A couple of the songs are conceptual pieces. There is a brass quintet version of “God Save the King.” The hymn tune associated with it has a complex history. This song (in pre-Revolutionary days) was a favorite patriotic song across the British Empire. But as relations between England and America deteriorated, several versions of the song that made fun of the King began to appear. Eventually the text “My Country ‘Tis of Thee” became associated with the tune and everyone forgot the earlier antagonism associated with the tune. John Wesley Harding tries to express this history in the piece with a very disconsonant bridge. Unfortunately, it is not well executed and it is reduced to being simply disagreeable.

I don’t want my criticisms to be misconstrued. Most of the songs are quite wonderful. But the collection is uneven enough that if you purchase it simply to enjoy the music, I suspect you’ll be disappointed. But this collection of fifty songs is about something very different than that. Allow me to return to the analogy of a cow in order to explain.

Although I grew up in town, I spent quite a bit of time around cattle. I doubt I will ever tire of looking a milk cow in the face. Their eyes are so warm, moist, and inviting. Their noses are velvety soft and prickly at the same time. Their breath always seems to have a hint of oats or clover on it. It’s hard not to have a sense of well being when face to face with a contented milk cow. (Angry one’s are a different matter, but that’s another story.)

I’ve also come up on a cow skeleton while riding horseback out on the prairie. There is nothing more lonely than a skeleton bleaching in the sun, with a bit of the hide pulled off to the side (probably by coyotes) and sage brush and yucca growing up around it, hiding the unseemliness of it all from view.

Studying history from the pages of the Houghton-Mifflin textbook is a lot like that skeleton. It’s barren, empty, and a little bit lonely when we see ourselves in the context of the broad sweep of history. But listening to this emotive history offered on “Song of America” is more akin to the watery eyes and velvet nose of the milk cow. It’s a way of dipping into history with all the consolation, provocation, and celebration that can occur when you are accompanied into the past with real people, real stories, and a soundtrack that draws us, the listener, into that reality.

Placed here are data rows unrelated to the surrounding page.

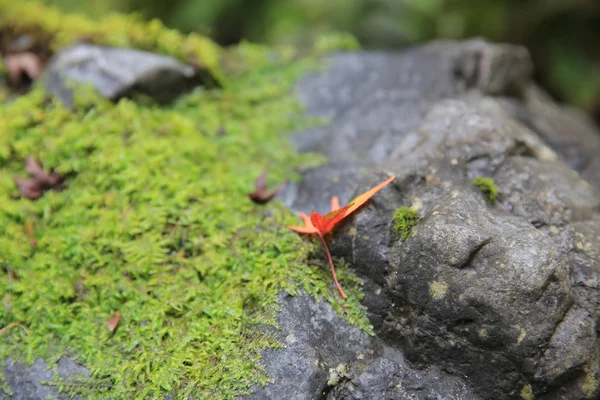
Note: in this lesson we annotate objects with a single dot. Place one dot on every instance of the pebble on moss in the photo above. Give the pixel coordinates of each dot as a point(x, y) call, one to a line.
point(487, 187)
point(405, 218)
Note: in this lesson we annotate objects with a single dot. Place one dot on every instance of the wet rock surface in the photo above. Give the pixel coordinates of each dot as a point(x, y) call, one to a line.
point(481, 301)
point(324, 358)
point(30, 382)
point(117, 73)
point(504, 295)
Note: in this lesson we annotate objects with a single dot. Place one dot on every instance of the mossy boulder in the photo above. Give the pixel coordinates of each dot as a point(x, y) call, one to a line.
point(154, 221)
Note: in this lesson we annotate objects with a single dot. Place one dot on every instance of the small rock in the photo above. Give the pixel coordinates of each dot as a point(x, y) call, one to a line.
point(117, 73)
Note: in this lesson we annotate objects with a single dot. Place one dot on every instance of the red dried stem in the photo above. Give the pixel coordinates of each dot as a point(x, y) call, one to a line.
point(332, 268)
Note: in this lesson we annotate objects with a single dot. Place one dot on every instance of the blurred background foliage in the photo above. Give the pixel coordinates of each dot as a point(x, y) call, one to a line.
point(563, 36)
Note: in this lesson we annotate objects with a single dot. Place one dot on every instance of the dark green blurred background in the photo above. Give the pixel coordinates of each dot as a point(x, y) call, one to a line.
point(562, 35)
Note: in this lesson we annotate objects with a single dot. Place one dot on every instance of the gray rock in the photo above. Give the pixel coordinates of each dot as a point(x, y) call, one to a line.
point(31, 382)
point(323, 357)
point(385, 378)
point(117, 73)
point(311, 334)
point(505, 295)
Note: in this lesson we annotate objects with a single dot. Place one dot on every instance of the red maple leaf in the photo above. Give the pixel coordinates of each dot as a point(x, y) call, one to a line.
point(323, 224)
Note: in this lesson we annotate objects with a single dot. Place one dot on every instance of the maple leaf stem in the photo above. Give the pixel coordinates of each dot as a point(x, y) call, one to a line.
point(331, 264)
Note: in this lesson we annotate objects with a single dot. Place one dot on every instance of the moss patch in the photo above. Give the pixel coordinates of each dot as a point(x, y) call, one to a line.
point(405, 218)
point(527, 392)
point(487, 187)
point(155, 223)
point(438, 290)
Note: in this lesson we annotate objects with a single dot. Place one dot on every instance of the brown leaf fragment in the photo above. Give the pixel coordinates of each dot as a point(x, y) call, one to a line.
point(8, 327)
point(30, 233)
point(36, 171)
point(260, 194)
point(25, 63)
point(39, 182)
point(113, 321)
point(29, 188)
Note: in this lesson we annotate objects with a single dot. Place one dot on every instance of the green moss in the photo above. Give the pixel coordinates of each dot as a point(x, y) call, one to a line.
point(405, 218)
point(487, 187)
point(155, 223)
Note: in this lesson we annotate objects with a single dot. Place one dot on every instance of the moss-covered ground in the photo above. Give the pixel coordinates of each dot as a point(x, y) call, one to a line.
point(405, 218)
point(155, 222)
point(487, 187)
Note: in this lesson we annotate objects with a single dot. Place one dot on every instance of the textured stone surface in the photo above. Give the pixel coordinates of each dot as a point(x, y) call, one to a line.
point(117, 73)
point(28, 382)
point(505, 295)
point(480, 301)
point(324, 358)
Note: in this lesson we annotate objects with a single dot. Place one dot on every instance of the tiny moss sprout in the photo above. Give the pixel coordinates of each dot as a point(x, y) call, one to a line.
point(405, 218)
point(487, 187)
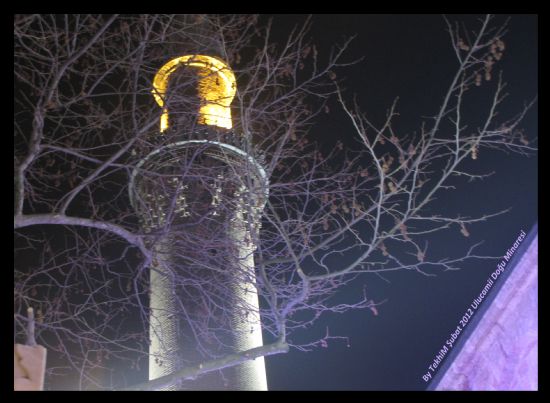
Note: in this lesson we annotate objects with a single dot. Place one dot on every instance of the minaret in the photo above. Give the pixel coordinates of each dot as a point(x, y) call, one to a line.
point(168, 186)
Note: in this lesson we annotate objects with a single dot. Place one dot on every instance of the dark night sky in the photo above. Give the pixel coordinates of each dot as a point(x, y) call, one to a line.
point(410, 56)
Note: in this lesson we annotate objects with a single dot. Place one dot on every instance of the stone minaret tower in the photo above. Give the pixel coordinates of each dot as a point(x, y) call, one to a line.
point(202, 182)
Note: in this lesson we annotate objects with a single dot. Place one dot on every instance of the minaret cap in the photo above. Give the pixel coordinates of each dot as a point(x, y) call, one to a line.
point(217, 87)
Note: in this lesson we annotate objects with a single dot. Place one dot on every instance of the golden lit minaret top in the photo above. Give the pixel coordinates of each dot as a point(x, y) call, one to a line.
point(217, 87)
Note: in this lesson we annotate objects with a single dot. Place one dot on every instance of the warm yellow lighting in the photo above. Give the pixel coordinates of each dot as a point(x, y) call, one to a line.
point(217, 88)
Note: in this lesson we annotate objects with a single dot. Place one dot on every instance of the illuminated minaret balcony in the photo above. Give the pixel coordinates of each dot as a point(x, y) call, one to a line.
point(211, 188)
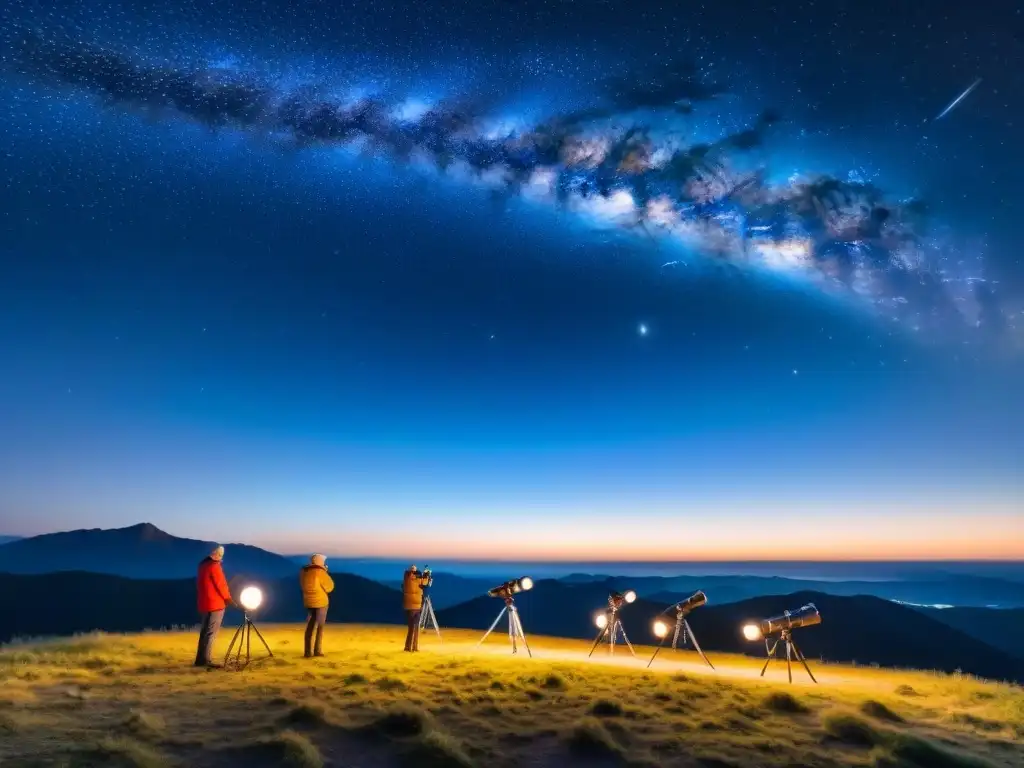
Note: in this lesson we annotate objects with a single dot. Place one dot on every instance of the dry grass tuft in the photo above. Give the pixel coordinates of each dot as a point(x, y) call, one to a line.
point(849, 729)
point(294, 750)
point(144, 725)
point(399, 722)
point(455, 705)
point(126, 752)
point(591, 739)
point(306, 714)
point(604, 708)
point(784, 702)
point(911, 750)
point(438, 750)
point(879, 711)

At the beginning of this essay, I spoke of the nightmare of history when it is presented as a boatload of dates and places that, without context, are as overwhelming as a roomful of refugees on Ellis Island. I was actually thinking of Janet Reno’s grandfather when I wrote that sentence. His surname was Rasmussen when he lived in Denmark. But when he arrived at Ellis Island, he was merely an anonymous face among a boatload of faces. And quite frankly, the immigration officials wanted their job to be as easy as possible. The name Rassmussen wasn’t easy. It didn’t fit into the forms very well. So in the crushing anonymity of Ellis Island he was turned into a Reno, and a bit of his history was bleached away like so much bone in the lonely sun of time.

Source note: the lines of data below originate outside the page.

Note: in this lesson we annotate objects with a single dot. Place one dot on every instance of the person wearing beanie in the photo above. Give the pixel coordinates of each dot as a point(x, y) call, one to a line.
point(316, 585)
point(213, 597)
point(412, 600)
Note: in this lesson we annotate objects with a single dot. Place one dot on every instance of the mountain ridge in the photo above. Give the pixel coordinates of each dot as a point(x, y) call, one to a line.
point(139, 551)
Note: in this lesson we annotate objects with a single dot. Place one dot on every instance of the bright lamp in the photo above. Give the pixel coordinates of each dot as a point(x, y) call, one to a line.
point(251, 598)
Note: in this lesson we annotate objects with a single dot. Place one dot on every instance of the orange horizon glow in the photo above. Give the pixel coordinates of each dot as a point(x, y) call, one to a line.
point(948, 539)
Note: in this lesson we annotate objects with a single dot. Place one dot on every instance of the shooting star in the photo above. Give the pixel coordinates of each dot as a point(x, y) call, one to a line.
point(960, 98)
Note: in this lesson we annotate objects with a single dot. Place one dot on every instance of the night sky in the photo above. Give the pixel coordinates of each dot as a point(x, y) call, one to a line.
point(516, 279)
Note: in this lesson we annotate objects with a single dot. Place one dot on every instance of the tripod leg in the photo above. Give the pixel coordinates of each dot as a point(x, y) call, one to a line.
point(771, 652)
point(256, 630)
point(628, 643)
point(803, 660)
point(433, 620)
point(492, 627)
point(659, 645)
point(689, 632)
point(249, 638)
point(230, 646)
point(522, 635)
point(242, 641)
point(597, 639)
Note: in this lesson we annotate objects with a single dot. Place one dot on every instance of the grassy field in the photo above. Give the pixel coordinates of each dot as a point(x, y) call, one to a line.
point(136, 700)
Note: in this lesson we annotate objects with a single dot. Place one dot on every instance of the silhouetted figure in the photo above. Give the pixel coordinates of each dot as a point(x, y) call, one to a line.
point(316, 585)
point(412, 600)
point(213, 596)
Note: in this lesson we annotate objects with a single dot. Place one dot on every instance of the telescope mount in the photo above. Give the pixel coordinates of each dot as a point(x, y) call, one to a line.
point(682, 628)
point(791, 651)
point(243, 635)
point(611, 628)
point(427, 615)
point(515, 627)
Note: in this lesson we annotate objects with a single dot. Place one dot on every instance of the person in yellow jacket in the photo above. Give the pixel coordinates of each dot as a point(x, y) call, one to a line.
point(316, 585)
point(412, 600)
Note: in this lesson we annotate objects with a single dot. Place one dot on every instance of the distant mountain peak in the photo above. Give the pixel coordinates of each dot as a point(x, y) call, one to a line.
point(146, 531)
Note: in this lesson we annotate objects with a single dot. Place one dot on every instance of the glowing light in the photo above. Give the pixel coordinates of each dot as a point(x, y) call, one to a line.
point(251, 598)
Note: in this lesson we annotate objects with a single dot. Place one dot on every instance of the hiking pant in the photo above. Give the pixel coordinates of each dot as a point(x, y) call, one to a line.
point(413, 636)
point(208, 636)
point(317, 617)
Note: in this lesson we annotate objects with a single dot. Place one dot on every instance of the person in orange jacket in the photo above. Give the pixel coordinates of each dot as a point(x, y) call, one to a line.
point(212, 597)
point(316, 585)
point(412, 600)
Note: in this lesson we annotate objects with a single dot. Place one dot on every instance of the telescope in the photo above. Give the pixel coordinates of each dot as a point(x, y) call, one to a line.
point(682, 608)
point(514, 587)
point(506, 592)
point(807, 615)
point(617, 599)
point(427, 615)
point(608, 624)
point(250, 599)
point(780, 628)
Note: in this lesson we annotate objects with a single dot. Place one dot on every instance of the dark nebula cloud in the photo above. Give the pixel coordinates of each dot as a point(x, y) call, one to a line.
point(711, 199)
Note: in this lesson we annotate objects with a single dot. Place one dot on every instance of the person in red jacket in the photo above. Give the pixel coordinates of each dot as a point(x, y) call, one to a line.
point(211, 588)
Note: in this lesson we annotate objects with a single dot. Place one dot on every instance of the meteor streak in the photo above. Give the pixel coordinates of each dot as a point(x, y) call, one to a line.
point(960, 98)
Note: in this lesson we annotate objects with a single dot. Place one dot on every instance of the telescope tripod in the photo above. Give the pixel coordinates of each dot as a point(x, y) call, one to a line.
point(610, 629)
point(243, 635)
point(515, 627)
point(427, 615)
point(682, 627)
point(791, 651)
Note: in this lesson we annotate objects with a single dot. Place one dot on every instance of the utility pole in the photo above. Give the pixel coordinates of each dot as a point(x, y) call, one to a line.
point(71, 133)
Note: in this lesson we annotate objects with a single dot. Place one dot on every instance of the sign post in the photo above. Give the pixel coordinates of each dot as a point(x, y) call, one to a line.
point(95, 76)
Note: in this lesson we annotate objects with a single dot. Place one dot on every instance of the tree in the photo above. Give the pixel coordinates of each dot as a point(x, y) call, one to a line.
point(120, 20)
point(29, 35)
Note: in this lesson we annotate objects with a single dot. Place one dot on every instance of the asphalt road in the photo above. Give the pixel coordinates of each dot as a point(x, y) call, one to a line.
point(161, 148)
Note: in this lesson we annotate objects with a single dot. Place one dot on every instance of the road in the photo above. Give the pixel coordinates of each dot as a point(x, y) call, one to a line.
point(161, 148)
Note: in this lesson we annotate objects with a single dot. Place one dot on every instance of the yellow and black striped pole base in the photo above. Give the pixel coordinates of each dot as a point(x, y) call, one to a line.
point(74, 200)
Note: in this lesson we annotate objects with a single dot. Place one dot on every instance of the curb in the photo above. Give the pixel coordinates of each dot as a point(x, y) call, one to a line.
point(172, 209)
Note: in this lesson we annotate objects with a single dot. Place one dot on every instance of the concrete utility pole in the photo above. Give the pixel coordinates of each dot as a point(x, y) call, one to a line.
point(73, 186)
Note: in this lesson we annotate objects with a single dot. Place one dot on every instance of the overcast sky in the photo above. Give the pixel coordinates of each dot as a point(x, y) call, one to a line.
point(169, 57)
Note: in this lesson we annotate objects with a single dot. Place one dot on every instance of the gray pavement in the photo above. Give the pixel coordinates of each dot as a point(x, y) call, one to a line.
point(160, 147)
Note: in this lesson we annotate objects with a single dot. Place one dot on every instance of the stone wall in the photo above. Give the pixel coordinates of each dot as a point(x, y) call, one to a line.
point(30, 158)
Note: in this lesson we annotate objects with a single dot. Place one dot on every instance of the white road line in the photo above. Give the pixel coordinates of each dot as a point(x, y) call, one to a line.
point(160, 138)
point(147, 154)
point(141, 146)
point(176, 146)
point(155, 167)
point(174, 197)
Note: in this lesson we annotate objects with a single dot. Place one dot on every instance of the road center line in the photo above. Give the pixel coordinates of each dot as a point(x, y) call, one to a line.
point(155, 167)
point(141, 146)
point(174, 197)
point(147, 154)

Our nation is full of Rasmussens qua Renos. It’s full of people who are history-less, who look backward from their spot in time and see only a boatload of anonymous faces. “Song of America” is a small step toward connecting us, at an emotive level, to the story and stories that give life to the dry bones of history. It is a welcome gift and I applaud those involved for their persistence over nearly a decade to finish the project.